Written by Marcus Woodhouse, Edited by Yu Xin Wang
It’s that time of the year again: F1 is heading Down Under. The tricky streets of Melbourne are always a challenge for the drivers, and can lead to some exciting races. With Max Verstappen and Sergio Perez taking the first two wins of the season, we can only hope that Red Bull let them off their leashes this weekend, and we see a titanic duel between teammates.
Despite the departure of Daniel Ricciardo from the grid, the Australian fans will still have much cause to turn up en masse as they always do. New home hero Oscar Piastri will have hopes of scoring his first points, to rescue McLaren’s season.
The Albert Park circuit is a street circuit, but without the tight constraints of other street circuits such as Monaco, Marina Bay, or Jeddah. Overtaking is possible all around the track, but it requires confidence under braking and sheer audacity at times, which separates the best from the rest.
Despite its temporary nature, it is a relatively fast circuit with average speeds of over 235 km/h (146 mph) set in 2019. Bumpiness can be an issue for the teams, although track resurfacing may have helped to resolve it.
While we look forward to a battle between the two Red Bulls this weekend, it wouldn’t be a first here, as the Albert Park circuit has seen some truly memorable battles over the years. Most notably in 2002, the Australian fans were able to witness a proper back-and-forth affair between Juan Pablo Montoya and Michael Schumacher, with Schumacher eventually getting past and going on to take the chequered flag. During the circuit’s first race in 1996, Williams teammates Damon Hill and Jacques Villeneuve went toe-to-toe. Neither of them were willing to give the other any room to work with, before a mechanical issue for Villeneuve ultimately forced him to back out of the scrap. In the years that have followed, we’ve had some highly entertaining races, but we are certainly due for another epic battle.
In 2022, Australia was the setting of a victorious day for Ferrari before their season hurtled off a cliff, as Charles Leclerc managed to keep his ferocious Dutch rival behind him for most of the race before Verstappen’s car went up in flames and took him out of contention. The fortunes of Leclerc’s teammate, Carlos Sainz, were far inferior. The Spaniard’s poor qualifying was compounded by an early spin into the gravel that ruled him out of the race.
It was Perez therefore who followed Leclerc onto the podium, tailed by the two Mercedes, before Lando Norris headed the two McLarens in a strong day for the papaya team. Perhaps the most impressive performance was Alex Albon’s miraculous stint on hard tyres, earning him a very much deserved point.
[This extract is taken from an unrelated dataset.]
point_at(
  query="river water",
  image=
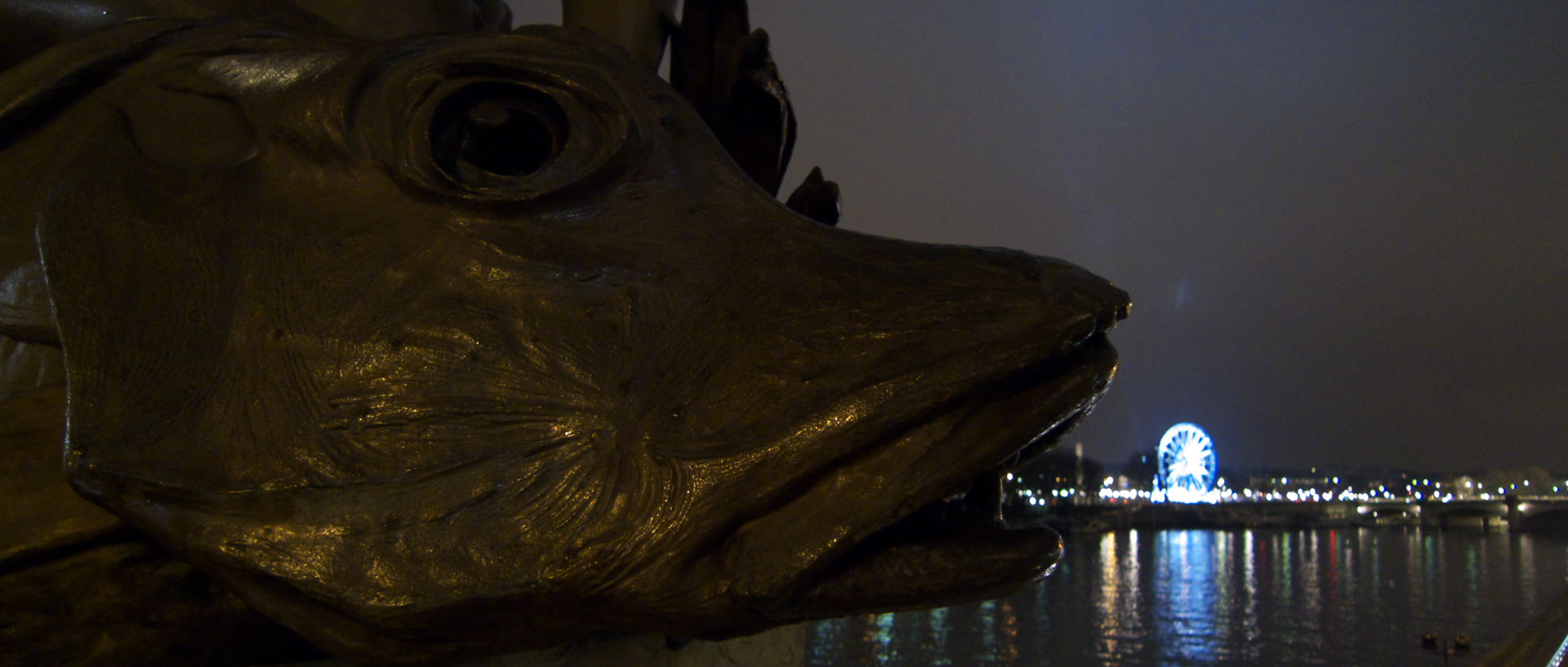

The teams and drivers will be heading to Australia off the back of an intriguing Saudi Arabian Grand Prix, in which Perez emerged victorious ahead of the recovering Verstappen from P15 on the grid. Despite a post-race commotion as the FIA threatened to give Fernando Alonso an extra time penalty for supposedly serving one incorrectly during the race, the Spaniard’s third place was eventually reinstated, thus achieving his landmark 100th podium in F1.
The strategists also had to contend with a safety car period that threatened to shake the pack up after Lance Stroll’s unfortunate retirement. However, the top teams played it to perfection and the order remained much the same.
Ferrari’s troubles continued, as a grid penalty for Leclerc and shocking race pace for Sainz meant neither driver could crack into the top five. Nevertheless, their woes are still nothing compared to McLaren’s, as Piastri and Norris finished 15th and 17th respectively.
With such a thrilling start to the season, the F1 spectacle continues this Sunday with 58 laps of action at Albert Park. Can Perez fend off Verstappen and transform this season’s title fight? Can Mercedes, Ferrari or Aston Martin lay down a challenge to Red Bull, and make their mark on the 2023 season? And will McLaren’s recent organisational restructure pay off? We’ll find out soon.